A l’instar de Si M’Hamed, les autres personnages du roman évoluent vers plus de dialogue et de tolérance, entre eux, mais aussi entre les différentes communautés qui composent la Tunisie du siècle dernier, juifs, chrétiens et musulmans, d’un côté, arabes, Italiens, Français et Maltais, de l’autre, malgré le bruit et la fureur de l’histoire qui se fait, parfois à feu et à sang, à savoir la première et la seconde guerre mondiale, les luttes de libération nationale, la fondation de l’État d’Israël en 1948 et les guerres qui ont suivi ce séisme politique, presque un par décennie, et qui ont vu les relations entre juifs et musulmans se raidir ou s’affaiblir, mais sans se rompre, dans une Tunisie plus enracinée que jamais dans son identité arabe, mais sans sortir de cette ouverture. l’esprit et ce désir de paix qui animent tous ses enfants.
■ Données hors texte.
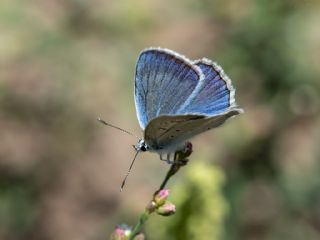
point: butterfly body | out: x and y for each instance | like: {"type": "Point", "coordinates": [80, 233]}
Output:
{"type": "Point", "coordinates": [177, 99]}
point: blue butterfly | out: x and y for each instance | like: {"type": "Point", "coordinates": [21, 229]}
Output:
{"type": "Point", "coordinates": [177, 98]}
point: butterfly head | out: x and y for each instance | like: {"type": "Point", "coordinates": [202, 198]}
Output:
{"type": "Point", "coordinates": [141, 146]}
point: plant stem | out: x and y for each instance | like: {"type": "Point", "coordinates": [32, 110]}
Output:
{"type": "Point", "coordinates": [143, 218]}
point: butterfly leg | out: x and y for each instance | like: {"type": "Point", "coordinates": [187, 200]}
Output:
{"type": "Point", "coordinates": [167, 159]}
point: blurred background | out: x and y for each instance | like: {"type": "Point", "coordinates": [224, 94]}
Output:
{"type": "Point", "coordinates": [64, 63]}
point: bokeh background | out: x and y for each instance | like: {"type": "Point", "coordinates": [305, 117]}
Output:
{"type": "Point", "coordinates": [65, 62]}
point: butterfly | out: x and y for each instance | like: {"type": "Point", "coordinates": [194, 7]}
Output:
{"type": "Point", "coordinates": [177, 99]}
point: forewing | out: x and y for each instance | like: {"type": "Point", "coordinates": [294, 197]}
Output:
{"type": "Point", "coordinates": [214, 95]}
{"type": "Point", "coordinates": [166, 131]}
{"type": "Point", "coordinates": [163, 82]}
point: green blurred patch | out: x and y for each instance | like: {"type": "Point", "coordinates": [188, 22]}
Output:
{"type": "Point", "coordinates": [201, 207]}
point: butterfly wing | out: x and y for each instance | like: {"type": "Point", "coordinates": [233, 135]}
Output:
{"type": "Point", "coordinates": [214, 95]}
{"type": "Point", "coordinates": [167, 133]}
{"type": "Point", "coordinates": [163, 82]}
D’ailleurs, cette question du vivre ensemble sera une sorte de fil conducteur tout au long du roman : elle est au centre des discussions entre Si M’hamed, Youssef, Sobel, Dr Berrebi, Youssef, Lilia, Lily-Sarah, Alain, Sofia. , Alexandre et autres Mehdi.

La belle bâtisse du vivre ensemble

Lilia, née d’une mère juive convertie et d’un père musulman, a déclaré dans un moment de grande perplexité : « J’aime ma mère et mon père, j’aime les deux côtés, mais je ne sais plus si je dois être du côté de ceux qui ont le droit de vivre ; ou du côté d’un Etat qui a droit à la sécurité », par allusion aux Palestiniens et à l’État d’Israël. Pour elle, ce n’est pas une question de terre ou de droit, mais de justice et d’équité. « C’est inégal. Oui, je trouve ça inégal. Le partage équitable est la seule solution, le vivre ensemble”c’est elle qui décidera, mais le malaise que la non-résolution de la cause palestinienne suscite chez les personnages du roman, de génération en génération, alimente sans cesse les discussions, mais sans provoquer de fracture dans ce microcosme où des hommes et des femmes, liés par des liens de sang ou d’amitié, entretenir le même attachement à ce que l’auteur appelle « la belle bâtisse du vivre ensemble » dans une Tunisie ensoleillée, ouverte et paisible, malgré «cette haine ancienne entre les hommes».

“Sobel” nous entraîne, au fil des pages, entre la médina de Tunis, La Goulette, Khereddine-Plage, Sidi Bou Saïd et Paris, dans le sillage de personnages attachants, qui évoluent dans leur environnement coloré, tout en étant animés par la même curiosité du monde.